Observers within the ruling All Progressives Congress (APC) are beginning to see the strategic implications of these interventions.

In previous election cycles, opposition parties often dominated emotional narratives around poverty, exclusion, and hardship. But if the Tinubu administration succeeds in creating visible social intervention networks through ministries like Women Affairs, it could alter political perceptions significantly before 2027.

This is where Sulaiman-Ibrahim’s role becomes particularly important.

Unlike many political appointees who focus exclusively on elite political alliances, she appears to be building influence from the grassroots upward. Her engagements with widows, rural women, female artisans, vulnerable children, and local communities are gradually creating organic political networks beyond conventional party structures.

Already, the ministry’s collaborations with state governments, development agencies, civil society groups, traditional institutions, and private organizations have widened its operational reach. Such multi-sectoral partnerships may ultimately translate into political capital for the ruling party if effectively consolidated.

Symbolism of Her Leadership

There is also the symbolism of her leadership. At a time when questions persist about women representation in governance, her performance offers the Tinubu administration a strong counter-narrative. Her visibility strengthens the administration’s claim of promoting women inclusion beyond symbolic appointments.

Importantly, she has also demonstrated administrative energy uncommon in many federal ministries.

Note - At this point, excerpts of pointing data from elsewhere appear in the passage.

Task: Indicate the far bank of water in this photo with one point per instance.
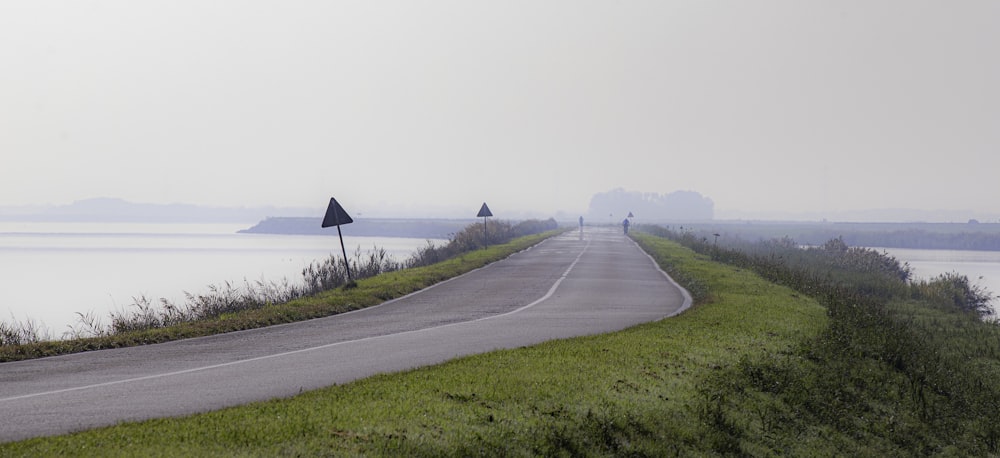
(50, 272)
(981, 267)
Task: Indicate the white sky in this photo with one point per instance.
(762, 106)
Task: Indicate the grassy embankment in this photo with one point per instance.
(326, 291)
(640, 390)
(887, 368)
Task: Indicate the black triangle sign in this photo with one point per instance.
(335, 215)
(484, 211)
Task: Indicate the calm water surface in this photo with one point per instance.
(49, 272)
(982, 267)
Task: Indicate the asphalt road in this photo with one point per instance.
(572, 285)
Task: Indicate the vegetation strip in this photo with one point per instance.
(884, 367)
(635, 391)
(327, 292)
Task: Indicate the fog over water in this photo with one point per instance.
(771, 109)
(50, 272)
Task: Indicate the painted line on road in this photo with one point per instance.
(547, 295)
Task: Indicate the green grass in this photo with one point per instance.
(367, 292)
(640, 391)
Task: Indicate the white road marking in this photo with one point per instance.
(549, 294)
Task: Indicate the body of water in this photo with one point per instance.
(49, 272)
(982, 267)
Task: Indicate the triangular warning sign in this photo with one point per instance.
(335, 215)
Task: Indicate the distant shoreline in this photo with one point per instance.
(371, 227)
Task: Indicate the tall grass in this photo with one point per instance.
(145, 313)
(909, 368)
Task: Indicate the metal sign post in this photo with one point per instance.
(484, 212)
(336, 216)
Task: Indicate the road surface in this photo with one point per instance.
(575, 284)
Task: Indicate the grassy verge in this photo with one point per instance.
(639, 391)
(363, 293)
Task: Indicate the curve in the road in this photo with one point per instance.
(567, 286)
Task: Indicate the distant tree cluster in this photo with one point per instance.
(675, 206)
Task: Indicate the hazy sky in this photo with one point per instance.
(762, 106)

Within a relatively short period, the ministry launched or expanded multiple national programmes simultaneously, from food interventions and vocational training to child protection reforms and women enterprise development schemes.

Her work rate has attracted attention not only within government circles but also among development partners and international institutions.

In political communication, consistency and visibility matter greatly, and the Minister has managed to sustain both.

Grassroots Emotional Connection

As Nigeria gradually approaches the politics of 2027, President Tinubu’s reelection strategy will likely depend on more than party structures and elite endorsements. Economic conditions, public perception, and grassroots emotional connection will play defining roles.

Women, in particular, may become one of the decisive factors in shaping electoral outcomes. That is why the continued visibility and effectiveness of the Women Affairs Ministry could become politically consequential.

If properly harnessed, Sulaiman-Ibrahim may evolve into one of the administration’s most influential grassroots mobilizers among women and vulnerable communities nationwide. Her ability to combine policy implementation with emotional public engagement gives her a unique political advantage that many technocrats lack.

In many ways, her growing profile reflects a broader lesson in governance: sustainable political influence is often built not through loud rhetoric, but through visible impact on ordinary lives.

No Overt Political Ambition

For now, the Minister appears focused on consolidating programmes rather than pursuing overt political ambitions. Yet, within the broader architecture of the Tinubu administration, her expanding influence in the gender and social development space may eventually become one of the government’s strongest political assets heading into the next election cycle.

Whether through empowerment initiatives, child protection reforms, digital inclusion, or grassroots women mobilization, Sulaiman-Ibrahim is steadily redefining what the Ministry of Women Affairs represents in Nigeria’s governance landscape.

And in the silent arithmetic of politics, that may ultimately matter far more than many realise.